People like me have no business being baseball fans. I'm so loyal, I'm stressed out all the time. My team, the NY Mets, just lost the World Series. It took me eight minutes to type that last sentence. I knew once I put in the period, I could live in denial no longer. I even debated whether I should use the word "loyal" because it rhymed with the team they succumbed to. And I'll be the first to say right here: 1) The Mets can hold their heads high. They got a whole lot further than anyone ever imagined. 2) All the credit in the world to the Kansas City Royals. They're more than a team of great players. They're even more than a team of great clutch hitters. You could feel their energy and momentum dominate each of the four games they won. In the last two games, every Mets fan in the world held his or her breath at the start of the seventh inning. The Royals might have been down by two runs, but you wouldn't have known it by looking at the dugouts. They were confidence personified while we embodied the unnerving rumble of a stomach cramp. They could taste the sweet tang of victory. We could taste the stale- whatever we ate yesterday that we shouldn't have eaten again today that was going to end us up in the exact same place tonight that we ended up in last night. Call me a lousy fan, but out of sheer exhaustion (changing the clocks didn't help) not boredom, I assure you, I was already dozing off between pitches all the way through the seventh inning stretch of the last game. But when "things" started to happen: Bases were loaded and our hitter hit himself in the knee cap... and inexplicably finished the at bat even though he couldn't stand on his left leg. (I wondered: What would happen if he got a hit? Would the bat boy and the third base coach run over and carry him to first base?) Then our pitcher who begged to stay in for another inning walked the first batter... I had an eerie premonition of the night before. It was already the eighth inning and we were winning, but it didn't feel like we were about to win. I told my husband when the game was tied at two: "If this goes into extra innings, I'm going to sleep." And it did, so I did. Okay, I'm a sucky fan but I was not about to relive game one: Freak out for fourteen innings, only to have my heart broken...again. I woke up the next morning with my Mets ring still on to find out the Mets' fingers would end their season bare.
I've read a lot of negative posts about the TV coverage of the World Series so let me climb on that bandwagon for a sec. From comments made by the commentator (and his immense forehead) to shots of everything while a guy was at bat except the at bat: A split-screen of what his swing looked like two years ago compared to what it looked like last year (can we see what it looks like right now?) to angle views from behind the umpire which is a perfect position if you want to block us from seeing everything going on at the plate, to overhead shots in case you ever wanted to watch a baseball game from a helicopter, to my personal all-time favorite: A close-up of the Mets' former general manager talking to a guy next to him while the guy on the other side of him noshed a pretzel.
Besides repeating stories about players over and over again... trade deadlines, short-stops crying... they choked us with "who gives a fk?" statistics:
"The team who rearranged their collective balls and said the word 'contribute' the most during interviews have won 19 of the last 23 World Series."

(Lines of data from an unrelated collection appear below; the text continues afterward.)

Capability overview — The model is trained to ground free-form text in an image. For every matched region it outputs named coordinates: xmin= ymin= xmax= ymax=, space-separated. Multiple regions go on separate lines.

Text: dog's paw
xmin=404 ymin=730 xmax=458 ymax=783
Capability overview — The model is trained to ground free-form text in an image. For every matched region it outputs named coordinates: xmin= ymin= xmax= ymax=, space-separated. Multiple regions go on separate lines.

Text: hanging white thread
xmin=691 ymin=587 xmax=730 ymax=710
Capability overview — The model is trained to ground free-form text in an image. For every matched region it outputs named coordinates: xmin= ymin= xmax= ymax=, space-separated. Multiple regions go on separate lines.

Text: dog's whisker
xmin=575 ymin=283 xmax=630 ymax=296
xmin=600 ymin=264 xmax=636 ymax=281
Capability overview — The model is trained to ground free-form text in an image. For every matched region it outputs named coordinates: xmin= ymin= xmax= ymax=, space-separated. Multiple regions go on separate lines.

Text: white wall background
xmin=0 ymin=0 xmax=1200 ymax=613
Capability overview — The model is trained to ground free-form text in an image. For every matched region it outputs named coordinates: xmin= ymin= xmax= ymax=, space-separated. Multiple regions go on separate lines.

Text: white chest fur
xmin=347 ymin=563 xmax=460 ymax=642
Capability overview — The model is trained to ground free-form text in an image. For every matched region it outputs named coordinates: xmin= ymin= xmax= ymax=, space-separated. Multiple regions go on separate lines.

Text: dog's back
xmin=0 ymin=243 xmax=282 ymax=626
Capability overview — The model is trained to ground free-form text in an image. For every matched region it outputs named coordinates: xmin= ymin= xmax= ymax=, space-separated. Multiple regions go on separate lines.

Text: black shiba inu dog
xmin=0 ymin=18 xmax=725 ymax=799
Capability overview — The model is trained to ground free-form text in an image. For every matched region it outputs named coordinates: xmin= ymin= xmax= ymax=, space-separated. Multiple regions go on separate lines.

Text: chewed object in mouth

But then up on the screen came "The Statistic". It was meant to boost Royals' fans, but it ultimately provided me with the strength to keep me from taking sleeping pills and hibernating until Spring Training:
"13 teams who have lost in the World Series, returned the very next year to win it, (including Kansas City.)" Of course, 12 teams also returned the next year and lost again... but I can only handle half of the stat right now. I hope you understand.